Raed Fares of Syrian White Helmets, sebuah layanan penyelamatan di wilayah yang dikuasai pemberontak yang dikenal sering menarik orang dari reruntuhan bangunan yang dihancurkan oleh serangan udara, mengatakan mereka "berpacu dengan waktu untuk menyelamatkan nyawa orang-orang yang berada di bawah reruntuhan".

Abdul Salam al Mahmoud, seorang Suriah di kota Atareb, mengatakan itu terasa "seperti kiamat".

Televisi pemerintah Suriah menayangkan cuplikan tim penyelamat yang mencari korban selamat dalam hujan lebat dan hujan es. Presiden Bashar al-Assad mengadakan rapat kabinet darurat untuk meninjau kerusakan dan membahas langkah selanjutnya, kata kantornya.

Orang-orang di Damaskus dan di kota-kota Lebanon di Beirut dan Tripoli berlari ke jalan dan pergi ke mobil mereka untuk menjauh dari bangunan mereka karena takut akan runtuh, kata saksi mata.

Cuplikan di penyiar CNNTurk menunjukkan Kastil Gaziantep yang bersejarah rusak parah.

Di kota Malatya, Turki, seorang pekerja penyelamat merangkak ke dalam bangunan yang runtuh, mencoba mengidentifikasi seorang korban selamat yang terperangkap di bawah reruntuhan, dalam rekaman yang dirilis oleh Otoritas Manajemen Bencana dan Darurat Turki (AFAD).

"Kamu pakai warna apa? Kamu pakai warna pink?
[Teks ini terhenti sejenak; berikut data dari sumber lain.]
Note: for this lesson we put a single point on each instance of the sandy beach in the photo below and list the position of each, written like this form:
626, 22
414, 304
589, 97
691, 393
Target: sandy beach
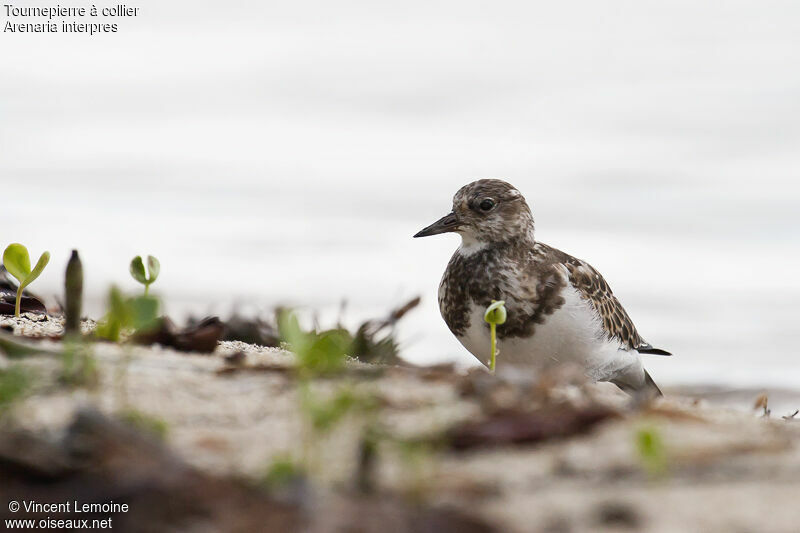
721, 465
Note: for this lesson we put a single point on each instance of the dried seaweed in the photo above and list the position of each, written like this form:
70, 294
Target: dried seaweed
516, 427
202, 337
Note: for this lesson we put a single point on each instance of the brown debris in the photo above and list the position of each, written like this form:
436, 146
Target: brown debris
202, 337
515, 427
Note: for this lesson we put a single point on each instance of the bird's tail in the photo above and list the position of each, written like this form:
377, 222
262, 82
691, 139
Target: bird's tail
650, 386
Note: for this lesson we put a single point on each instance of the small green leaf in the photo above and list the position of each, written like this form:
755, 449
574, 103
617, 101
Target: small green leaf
496, 313
137, 270
37, 270
143, 312
153, 267
17, 261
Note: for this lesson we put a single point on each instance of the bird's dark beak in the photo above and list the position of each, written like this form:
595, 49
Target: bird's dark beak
443, 225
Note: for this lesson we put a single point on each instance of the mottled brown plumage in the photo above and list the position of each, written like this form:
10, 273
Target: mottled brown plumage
543, 287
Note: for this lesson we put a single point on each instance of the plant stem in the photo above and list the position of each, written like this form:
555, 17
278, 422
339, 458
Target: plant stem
493, 329
19, 300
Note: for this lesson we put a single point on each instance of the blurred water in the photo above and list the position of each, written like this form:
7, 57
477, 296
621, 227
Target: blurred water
286, 152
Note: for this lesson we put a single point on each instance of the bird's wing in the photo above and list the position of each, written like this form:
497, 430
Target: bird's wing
591, 285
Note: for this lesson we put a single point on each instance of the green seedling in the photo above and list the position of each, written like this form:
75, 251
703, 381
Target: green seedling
652, 452
14, 383
145, 422
138, 273
495, 315
18, 263
125, 313
317, 353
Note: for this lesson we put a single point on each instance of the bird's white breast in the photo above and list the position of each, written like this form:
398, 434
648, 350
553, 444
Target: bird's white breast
572, 334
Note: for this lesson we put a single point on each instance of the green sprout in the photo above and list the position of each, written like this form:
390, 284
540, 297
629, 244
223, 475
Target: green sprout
137, 313
652, 451
138, 273
317, 353
495, 315
14, 383
145, 422
18, 263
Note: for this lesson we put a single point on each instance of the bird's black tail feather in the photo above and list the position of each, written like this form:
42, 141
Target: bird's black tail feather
651, 386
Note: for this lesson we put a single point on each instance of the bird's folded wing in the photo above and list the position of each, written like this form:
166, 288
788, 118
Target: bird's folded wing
616, 323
Tolong jaga dirimu untuk saat ini, aku tidak bisa melihat yang lain," ujarnya.pekerja penyelamat terdengar berkata.

GEMPA TERBURUK SEJAK 1999
Erdogan mengatakan 45 negara telah menawarkan untuk membantu upaya pencarian dan penyelamatan.

Amerika Serikat "sangat prihatin" tentang gempa tersebut dan sedang memantau peristiwa dengan cermat, kata penasihat keamanan nasional Gedung Putih Jake Sullivan di Twitter. "Kami siap memberikan bantuan apa pun dan semua yang dibutuhkan," katanya.

Survei Geologi AS mengatakan gempa melanda pada kedalaman 17,9 km. Ini melaporkan serangkaian gempa bumi, salah satunya berkekuatan 6,7.

Wilayah ini melintasi garis patahan seismik.

"Kombinasi kekuatan besar dan kedalaman yang dangkal membuat gempa ini sangat merusak," kata Mohammad Kashani, Associate Professor Teknik Struktural dan Gempa di University of Southampton.

Itu adalah gempa paling parah di Turki sejak 1999, ketika salah satu gempa berkekuatan serupa menghancurkan Izmit dan wilayah Laut Marmara timur yang berpenduduk padat di dekat Istanbul, menewaskan lebih dari 17.000 orang.

Getaran dirasakan di ibu kota Turki, Ankara, 460 km (286 mil) barat laut pusat gempa, dan di Siprus, di mana polisi melaporkan tidak ada kerusakan.